Lo scrittore de «L’ultima intervista» è vulnerabile alle troppe informazioni, eppure contribuisce a diffonderne sempre di più: «Scrivo perché se di tanto in tanto non riesco a scrollarmi di dosso un po’ del fardello dei ricordi».
«Che male c’è a essere vulnerabili? Non credo ci si possa innamorare senza vedere, almeno un barlume, la vulnerabilità degli altri. Le persone sono al massimo della loro bellezza quando sono vulnerabili. Per esempio quando i miei studenti stanno scrivendo in classe, i loro volti sono accesi da una luce speciale».
Stessa domanda che viene posta al personaggio di «L’ultima intervista»: «Suo nonno Levi Eshkol è stato il terzo capo del governo dello Stato d’Israele. Quale lascito le ha trasmesso?».
«Il senso dell’umorismo».
Gerusalemme è di nuovo al centro della violenza. Lei ha scritto di quanto ami la città ma «di non poterla considerare solo mia, solo nostra».
«Stiamo ancora aspettando leader abbastanza coraggiosi, per tutte le parti, per raggiungere l’intesa inevitabile. Ci sono segni di speranza: per la prima volta un partito arabo fa parte della coalizione di governo; in un locale chiamato Fil Bait (A Casa) che sta esattamente sulla linea tra Gerusalemme Est e Ovest arabi ed ebrei ballano insieme; abbiamo tre nuovi insegnanti arabi nella scuola di scrittura creativa. Sono un ottimista? Bisogna esserlo, per vivere qui».
Lei ha detto: «Il punto di vista palestinese è un tabù per la società israeliana. È ironico che il mio “Nostalgia” sia parte dell’esame finale in letteratura ebraica al liceo. Così dal libro gli studenti scoprono come si possa sentire un arabo ma nelle lezioni di storia la visione palestinese scompare».
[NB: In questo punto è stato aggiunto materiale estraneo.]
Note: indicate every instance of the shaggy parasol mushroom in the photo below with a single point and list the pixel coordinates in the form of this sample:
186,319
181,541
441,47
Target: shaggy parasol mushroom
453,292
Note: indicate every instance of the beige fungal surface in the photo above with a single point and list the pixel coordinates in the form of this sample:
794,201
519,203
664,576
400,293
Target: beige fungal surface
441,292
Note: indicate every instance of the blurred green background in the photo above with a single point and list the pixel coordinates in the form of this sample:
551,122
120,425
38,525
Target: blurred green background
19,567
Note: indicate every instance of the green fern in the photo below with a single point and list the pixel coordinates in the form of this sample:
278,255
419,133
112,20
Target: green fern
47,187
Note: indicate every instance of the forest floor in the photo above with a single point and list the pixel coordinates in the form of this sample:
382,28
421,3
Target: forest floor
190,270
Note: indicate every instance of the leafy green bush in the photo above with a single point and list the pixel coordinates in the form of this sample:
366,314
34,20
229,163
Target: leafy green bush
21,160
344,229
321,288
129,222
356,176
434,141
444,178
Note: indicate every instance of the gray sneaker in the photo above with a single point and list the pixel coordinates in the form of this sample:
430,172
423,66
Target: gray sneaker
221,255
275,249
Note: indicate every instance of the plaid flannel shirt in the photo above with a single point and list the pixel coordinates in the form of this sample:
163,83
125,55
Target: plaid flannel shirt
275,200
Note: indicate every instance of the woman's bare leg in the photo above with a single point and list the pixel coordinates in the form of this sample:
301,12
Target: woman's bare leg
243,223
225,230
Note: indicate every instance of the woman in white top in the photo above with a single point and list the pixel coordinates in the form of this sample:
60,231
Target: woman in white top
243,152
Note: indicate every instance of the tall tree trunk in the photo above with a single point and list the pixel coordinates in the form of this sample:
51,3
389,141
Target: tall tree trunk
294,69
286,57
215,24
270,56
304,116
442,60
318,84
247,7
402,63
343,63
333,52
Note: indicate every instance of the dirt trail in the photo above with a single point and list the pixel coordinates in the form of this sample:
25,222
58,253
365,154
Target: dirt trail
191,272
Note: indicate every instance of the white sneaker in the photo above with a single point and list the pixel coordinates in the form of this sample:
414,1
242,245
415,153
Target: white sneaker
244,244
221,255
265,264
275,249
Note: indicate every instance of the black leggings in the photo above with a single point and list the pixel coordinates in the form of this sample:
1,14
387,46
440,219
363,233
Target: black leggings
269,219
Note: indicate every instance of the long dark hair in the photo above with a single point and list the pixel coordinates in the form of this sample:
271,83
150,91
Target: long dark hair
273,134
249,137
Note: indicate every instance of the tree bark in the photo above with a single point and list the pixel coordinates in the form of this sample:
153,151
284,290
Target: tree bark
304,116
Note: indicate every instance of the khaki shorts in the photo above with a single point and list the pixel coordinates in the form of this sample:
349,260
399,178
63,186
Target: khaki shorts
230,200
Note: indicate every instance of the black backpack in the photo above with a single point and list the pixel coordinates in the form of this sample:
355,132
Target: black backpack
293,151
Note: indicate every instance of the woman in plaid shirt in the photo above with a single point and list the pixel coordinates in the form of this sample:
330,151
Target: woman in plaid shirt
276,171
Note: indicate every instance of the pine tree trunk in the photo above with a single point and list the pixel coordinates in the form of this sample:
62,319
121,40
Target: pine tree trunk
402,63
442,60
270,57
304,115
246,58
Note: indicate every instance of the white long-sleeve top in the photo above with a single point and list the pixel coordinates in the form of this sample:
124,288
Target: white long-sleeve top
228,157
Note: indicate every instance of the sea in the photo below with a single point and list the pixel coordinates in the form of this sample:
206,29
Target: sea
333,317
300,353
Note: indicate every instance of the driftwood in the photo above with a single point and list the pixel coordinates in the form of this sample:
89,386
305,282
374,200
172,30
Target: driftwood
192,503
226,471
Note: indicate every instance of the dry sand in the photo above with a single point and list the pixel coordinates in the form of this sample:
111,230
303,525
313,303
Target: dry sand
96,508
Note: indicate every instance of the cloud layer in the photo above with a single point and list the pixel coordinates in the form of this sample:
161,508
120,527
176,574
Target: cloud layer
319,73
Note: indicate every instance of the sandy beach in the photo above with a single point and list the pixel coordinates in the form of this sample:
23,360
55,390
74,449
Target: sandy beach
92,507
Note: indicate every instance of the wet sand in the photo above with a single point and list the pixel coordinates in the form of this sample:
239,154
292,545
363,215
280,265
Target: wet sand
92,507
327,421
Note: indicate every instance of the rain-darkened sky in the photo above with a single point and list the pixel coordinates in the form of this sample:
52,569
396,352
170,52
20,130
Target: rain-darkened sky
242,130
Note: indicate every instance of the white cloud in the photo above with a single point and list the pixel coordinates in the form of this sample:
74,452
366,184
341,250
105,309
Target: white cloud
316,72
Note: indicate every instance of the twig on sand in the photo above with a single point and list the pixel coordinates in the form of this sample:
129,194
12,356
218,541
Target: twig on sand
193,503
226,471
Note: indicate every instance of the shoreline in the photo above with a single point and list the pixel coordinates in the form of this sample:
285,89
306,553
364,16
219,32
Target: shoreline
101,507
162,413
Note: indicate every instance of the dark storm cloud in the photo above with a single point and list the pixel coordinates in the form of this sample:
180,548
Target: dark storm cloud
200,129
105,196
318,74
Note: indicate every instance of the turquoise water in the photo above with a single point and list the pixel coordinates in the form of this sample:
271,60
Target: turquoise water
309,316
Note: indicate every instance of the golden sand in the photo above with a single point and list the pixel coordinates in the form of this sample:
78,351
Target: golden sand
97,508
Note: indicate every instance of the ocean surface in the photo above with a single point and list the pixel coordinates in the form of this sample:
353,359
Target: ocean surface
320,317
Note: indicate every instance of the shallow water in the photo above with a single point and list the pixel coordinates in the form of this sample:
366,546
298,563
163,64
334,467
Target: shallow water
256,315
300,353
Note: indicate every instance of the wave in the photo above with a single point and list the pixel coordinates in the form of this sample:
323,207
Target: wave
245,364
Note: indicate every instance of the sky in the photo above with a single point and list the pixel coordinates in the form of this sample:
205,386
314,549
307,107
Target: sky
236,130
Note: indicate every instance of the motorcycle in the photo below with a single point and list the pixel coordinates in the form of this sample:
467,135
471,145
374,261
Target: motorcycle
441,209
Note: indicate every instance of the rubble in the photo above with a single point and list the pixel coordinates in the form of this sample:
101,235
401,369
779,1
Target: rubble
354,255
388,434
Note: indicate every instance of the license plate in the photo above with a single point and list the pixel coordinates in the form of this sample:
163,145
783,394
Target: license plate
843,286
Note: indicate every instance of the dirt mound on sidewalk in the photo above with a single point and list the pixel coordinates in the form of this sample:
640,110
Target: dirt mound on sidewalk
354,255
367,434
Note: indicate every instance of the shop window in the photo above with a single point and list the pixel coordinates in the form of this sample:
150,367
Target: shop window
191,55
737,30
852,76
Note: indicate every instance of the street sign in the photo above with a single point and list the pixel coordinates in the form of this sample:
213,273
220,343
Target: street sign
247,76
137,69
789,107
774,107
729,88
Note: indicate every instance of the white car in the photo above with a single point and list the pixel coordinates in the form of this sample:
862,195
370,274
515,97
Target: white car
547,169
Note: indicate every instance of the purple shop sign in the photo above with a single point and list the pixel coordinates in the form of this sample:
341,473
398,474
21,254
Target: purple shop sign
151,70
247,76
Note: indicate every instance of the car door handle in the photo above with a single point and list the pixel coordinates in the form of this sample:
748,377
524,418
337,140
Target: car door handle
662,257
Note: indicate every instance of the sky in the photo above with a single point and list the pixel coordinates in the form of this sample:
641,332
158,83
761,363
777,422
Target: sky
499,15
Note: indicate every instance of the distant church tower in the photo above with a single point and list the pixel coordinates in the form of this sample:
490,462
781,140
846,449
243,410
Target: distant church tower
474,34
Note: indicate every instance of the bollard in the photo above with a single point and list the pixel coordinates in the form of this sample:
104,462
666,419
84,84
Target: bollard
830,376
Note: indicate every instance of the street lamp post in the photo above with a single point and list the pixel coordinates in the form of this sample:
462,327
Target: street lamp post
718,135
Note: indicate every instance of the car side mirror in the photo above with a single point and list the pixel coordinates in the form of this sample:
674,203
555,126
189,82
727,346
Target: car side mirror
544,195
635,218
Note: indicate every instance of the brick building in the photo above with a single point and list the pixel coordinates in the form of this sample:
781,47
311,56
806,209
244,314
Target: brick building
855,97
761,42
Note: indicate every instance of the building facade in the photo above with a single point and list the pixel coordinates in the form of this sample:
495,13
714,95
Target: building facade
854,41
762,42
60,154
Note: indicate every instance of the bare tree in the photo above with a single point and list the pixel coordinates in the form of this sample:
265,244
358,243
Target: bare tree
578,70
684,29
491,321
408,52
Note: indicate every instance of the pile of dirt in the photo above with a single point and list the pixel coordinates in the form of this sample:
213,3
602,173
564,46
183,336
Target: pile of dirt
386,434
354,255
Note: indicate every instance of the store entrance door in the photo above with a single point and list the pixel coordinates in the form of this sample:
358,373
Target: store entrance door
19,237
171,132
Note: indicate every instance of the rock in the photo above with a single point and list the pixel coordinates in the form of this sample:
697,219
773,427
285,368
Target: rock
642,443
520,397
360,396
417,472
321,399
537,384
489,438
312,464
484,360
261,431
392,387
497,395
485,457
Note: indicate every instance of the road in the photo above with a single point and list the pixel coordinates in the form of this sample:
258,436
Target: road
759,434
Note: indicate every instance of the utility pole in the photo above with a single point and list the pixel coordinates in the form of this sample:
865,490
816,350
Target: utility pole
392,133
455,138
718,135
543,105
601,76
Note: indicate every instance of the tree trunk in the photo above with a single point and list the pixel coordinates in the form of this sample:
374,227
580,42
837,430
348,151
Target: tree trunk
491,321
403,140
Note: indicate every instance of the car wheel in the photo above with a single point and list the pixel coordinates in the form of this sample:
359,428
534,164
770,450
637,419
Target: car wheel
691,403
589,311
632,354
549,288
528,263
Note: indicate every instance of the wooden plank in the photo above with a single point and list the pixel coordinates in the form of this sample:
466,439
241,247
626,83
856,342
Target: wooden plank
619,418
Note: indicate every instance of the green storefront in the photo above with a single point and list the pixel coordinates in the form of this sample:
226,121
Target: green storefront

«Se guardo indietro a questi vent’anni di scrittura, mi rendo conto di aver considerato il mio lavoro significativo quando i lettori mi hanno detto che un mio libro ha permesso loro di guardare alla realtà da una prospettiva nuova, di scoprire che esistono più di una verità, più di una storia. Anche quest’intervista: fatemi le stesse domande tra un mese e molto probabilmente riceverete risposte diverse».